Sunday, April 20, 2008

MAC

So I'm back from MAC - the Midwest Archives Conference - in Louisville. Had a good time (did the earth move for you, too?) and learned a few things, met a few people, and ate some terrific brownies.

If there's a common thread, it's to make me appreciate going through the SI program at Michigan when I did. Much of the emphasis on emerging technologies seemed to me ... well, very familiar and rather obvious. SI puts a lot of emphasis on information technology and its effects on storage and retrieval, so it was slightly surprising to realize that some of the folks with less recent training might find some things like Web 2.0 unfamiliar.

I also have to appreciate SI's emphasis on presentations - in most classes, I've had to give a 10-30 minute presentation with Powerpoint slides and get critiqued by my instructor and my peers. And I've sat through innumerable classmates' presentations and done the same for/to them. There were some great presentations in Louisville, but I also saw and heard a few that resembled what I was doing two years ago.

Some highlights:

Matt Blessing from Marquette, Helmut Knies from the Wisconsin Historical Society, and Roland Baumann from Oberlin, spoke about turning your collecting policy into actuality. Much of this session focused on the diplomatic art of cultivating donor relations. I'd heard much of this before in SI's archives practicum lectures, but it's always a good idea to hear it more than once - especially when you're a new archivist who happened to badly lose his last game of Diplomacy.

Cynthia Miller of the Henry Ford Museum led us through several exercises in selecting "The Useful Ten Words of the Ten Thousand" that might describe a photograph. I've heard Cynthia speak before (at the aforementioned practicum), but I picked up a useful rule here. Instead of asking whether a term might describe a photograph, she asks, Would a user who was searching on that term be glad that this photograph turned up? That sounds like a rule that's likely to narrow the list of good terms you might choose for your description of a photo and I'm going to employ that when cataloging my own photos (which is itself a rather exhausting project that I may never finish). Also, you need to consider the terms that are useful to your particular repository as well as those useful to a researcher. Standard references for controlled vocabulary terms are the Thesaurus for Graphic Materials (TGM) and The Getty Art & Architecture Thesaurus Online. When describing objects, Cynthia prefers the Getty to TGM.
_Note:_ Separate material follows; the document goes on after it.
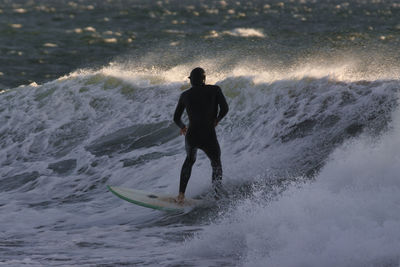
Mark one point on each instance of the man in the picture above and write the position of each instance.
(201, 103)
Leah Broaddus of SIU-Carbondale gave an assessment of the University of Illinois's open source Archon software, which provides archival organization and generates a searchable public web site. Sounds like a cool product that any small repository might be grateful to learn about. In the same session, Chris Prom of UI at Champaign-Urbana described his experience using Google Analytics, also free ("I am at least as cheap as Leah," said Chris), to better understand how internet searchers are using one's website. One key insight: people who are searching on a topic through Google will reach the topic page directly. That beautiful home page that you spent so much loving attention on? Most people never see it. It's important that your deeper pages not be dead ends, that they fully identify your institution, and that they indicate where in the overall website structure that this page is located.

Finally, we closed out on a discussion of Web 2.0, beginning with Kevin Leonard's YouTube video, Beth Yakel's discussion of what UM has learned through the Polar Bear Expedition Digital Collections, and Kevin Schlesier's talk on community collaboration with physical exhibitions - again, this is all about diplomacy.

Again, I had a great time at MAC. Everything went smoothly and there was a lot to learn, not least the fact that I really have learned a lot at SI. I don't know whether I'll be staying in the Midwest, as I'm open to moving almost anywhere, but MAC is well worth attending, wherever I might be.

1 comment:

Heather said...

Blog-worthy brownies? Sorry, that just made me giggle. Evidently they weren't the kind that would make you forget the rest of the conference.